- Texte visé : Proposition de loi, modifiée par le Sénat, visant à faire exécuter les peines d’emprisonnement ferme, n° 1655
- Stade de lecture : Deuxième lecture
- Examiné par : Assemblée nationale (séance publique)
Sous réserve de son traitement par les services de l'Assemblée nationale et de sa recevabilité
Supprimer les alinéas 7 et 8.
La présente proposition de loi impose au juge correctionnel de motiver sa décision qu’il prononce une peine d’emprisonnement ferme avec mandat (de dépôt (à effet différé ou non) ou d’arrêt)), qu’il se prononce sur le principe d’un aménagement de peine (avec convocation ultérieure devant le JAP et le SPIP), ou qu’il aménage ab initio la peine.

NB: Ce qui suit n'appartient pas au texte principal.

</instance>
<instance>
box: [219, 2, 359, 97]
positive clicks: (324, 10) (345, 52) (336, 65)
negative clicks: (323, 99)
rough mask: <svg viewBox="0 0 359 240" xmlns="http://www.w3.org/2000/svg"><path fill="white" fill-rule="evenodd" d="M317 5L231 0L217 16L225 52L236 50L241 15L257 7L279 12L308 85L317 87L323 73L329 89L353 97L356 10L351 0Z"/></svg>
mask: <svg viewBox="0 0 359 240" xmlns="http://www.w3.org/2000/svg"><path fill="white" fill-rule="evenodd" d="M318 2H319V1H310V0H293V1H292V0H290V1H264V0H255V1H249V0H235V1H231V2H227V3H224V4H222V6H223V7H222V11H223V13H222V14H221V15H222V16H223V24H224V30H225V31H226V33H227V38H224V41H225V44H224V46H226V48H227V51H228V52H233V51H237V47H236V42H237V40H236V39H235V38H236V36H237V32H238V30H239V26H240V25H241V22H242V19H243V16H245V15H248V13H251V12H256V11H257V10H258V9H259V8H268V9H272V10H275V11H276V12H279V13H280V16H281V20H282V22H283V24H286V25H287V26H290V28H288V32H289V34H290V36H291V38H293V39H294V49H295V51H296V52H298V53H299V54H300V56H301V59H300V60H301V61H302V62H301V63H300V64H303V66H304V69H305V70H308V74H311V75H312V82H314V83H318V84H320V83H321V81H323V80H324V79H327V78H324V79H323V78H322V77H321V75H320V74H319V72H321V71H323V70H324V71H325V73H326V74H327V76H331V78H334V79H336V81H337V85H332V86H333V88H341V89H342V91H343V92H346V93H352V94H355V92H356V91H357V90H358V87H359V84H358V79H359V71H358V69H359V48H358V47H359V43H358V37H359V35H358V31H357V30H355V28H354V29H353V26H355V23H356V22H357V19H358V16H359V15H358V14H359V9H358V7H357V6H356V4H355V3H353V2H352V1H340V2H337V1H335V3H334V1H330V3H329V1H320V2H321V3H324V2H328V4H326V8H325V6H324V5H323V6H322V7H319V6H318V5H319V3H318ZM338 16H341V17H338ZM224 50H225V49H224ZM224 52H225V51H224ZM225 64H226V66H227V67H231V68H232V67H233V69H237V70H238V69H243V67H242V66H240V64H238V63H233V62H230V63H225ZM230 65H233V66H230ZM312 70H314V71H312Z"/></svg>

S’il convient de maintenir l’obligation de motivation spéciale pour le prononcé d’une peine d’emprisonnement ferme et, le cas échéant, d’un mandat, au regard des faits de l'espèce et de la personnalité de leur auteur ainsi que de sa situation matérielle, familiale et sociale, , l’ajout d’une exigence de motivation spéciale en cas d’aménagement (dans son principe ou ab initio) d’une peine d’emprisonnement ne répond à aucun impératif juridique.
En effet, si l’exigence d’une motivation spéciale lorsqu’une peine d’emprisonnement ferme est prononcée est davantage nécessaire au regard de la sévérité de la peine, la souplesse sous-tendue par l’octroi d’un aménagement de peine ou d’une convocation devant le juge d’application des peines en vue d’un tel aménagement, ne nécessite pas impérativement une telle motivation.
Il convient donc de supprimer cette exigence de motivation spéciale.